И я уже вижу пустые модуля, по которым бегают крысы и дикие собаки, а люди в чалмах что-то кричат и ходят по нашим городкам и смеются обветренными ртами и желтыми зубами. Мне становится плохо и тошно, я чуть не падаю на впереди идущего сержанта…

– Ты что, Шурик? Офонарел, смотри, куда шагаешь, сейчас как врежу по-братски!

– Голова закружилась… Пардон, Леха!

– Смотри у меня, черпак!..

Притопали мы на плац. Полковники поприветствовали дивизию и объявили нам, что от нас требуется настоящая рабочая сила и десантная выносливость. Нужно прорыть длинную траншею, в километр, прямо по городку дивизии, глубиной не меньше метра, а большего мы знать не должны. А зачем бесплатной рабочей силе чего-то там знать? Вчера война, а сегодня кирка. Мы все охренели просто. Копать желания не было, мы что в стройбат попали или в десанте служим? Дурдом! Парни открыто матюгались, что отдохнуть после боевых не дали. Ни фига себе – «Культурно-массовое мероприятие», полет в Витебск! Уроды мать их…

«Спасибо, братцы! Разойдись… Командиры батальонов, получить участки копки, кирки и лопаты!..»

Ну, нашему брату не привыкать, правда перчатки нам не выдали. Лопаты и кирки были новые, ну, или почти все новые. Согнали море солдат, не меньше тысячи, со всех полков и батальонов нашей дивизии.

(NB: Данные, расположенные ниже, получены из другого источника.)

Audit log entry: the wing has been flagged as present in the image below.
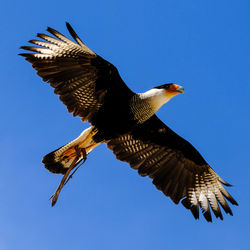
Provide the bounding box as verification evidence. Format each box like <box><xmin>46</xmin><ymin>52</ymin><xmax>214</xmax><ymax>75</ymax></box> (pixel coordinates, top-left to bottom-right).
<box><xmin>108</xmin><ymin>115</ymin><xmax>237</xmax><ymax>221</ymax></box>
<box><xmin>20</xmin><ymin>23</ymin><xmax>133</xmax><ymax>122</ymax></box>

Начали мы колотить отведенные участки суши. Каждый батальон получил метров по двести, не меньше. Я как увидел объем работ, сразу понял, что одним днем эта халтурка не обойдется. Зло нас распирало. До линии горизонта уже копали сотни солдат, картина маслом: «Добыча угля открытым способом в Кабуле, в десантной дивизии у шурави».

Сняли мы х/б и тельняшки, остались только в кепках. Я схватил кирку и давай ей наяривать непокорный Афганский грунт. Потом другие солдаты все это выкапывали. Все сержанты тоже копали, или ковыряли кирками вместе с нами, рядовыми. Офицеры ходили и наблюдали. Я видел, как редкие командиры взводов тоже взяли лопаты и откидывали грунт в сторону. Они тоже были в шоке.

Через пять часов мы поняли, что наступает полная амнезия пальцев. Две кирки я уже сломал, на ладонях начали проступать мозоли, и это у всех. К закату побросали мы все это добро в траншею и построились. Офицеры ругались, что почти все лопаты мы сломали. А как их не сломать, мы же не чернозем копаем под Воронежем или Кишиневом. На фиг нам это нужно, скажем дружно…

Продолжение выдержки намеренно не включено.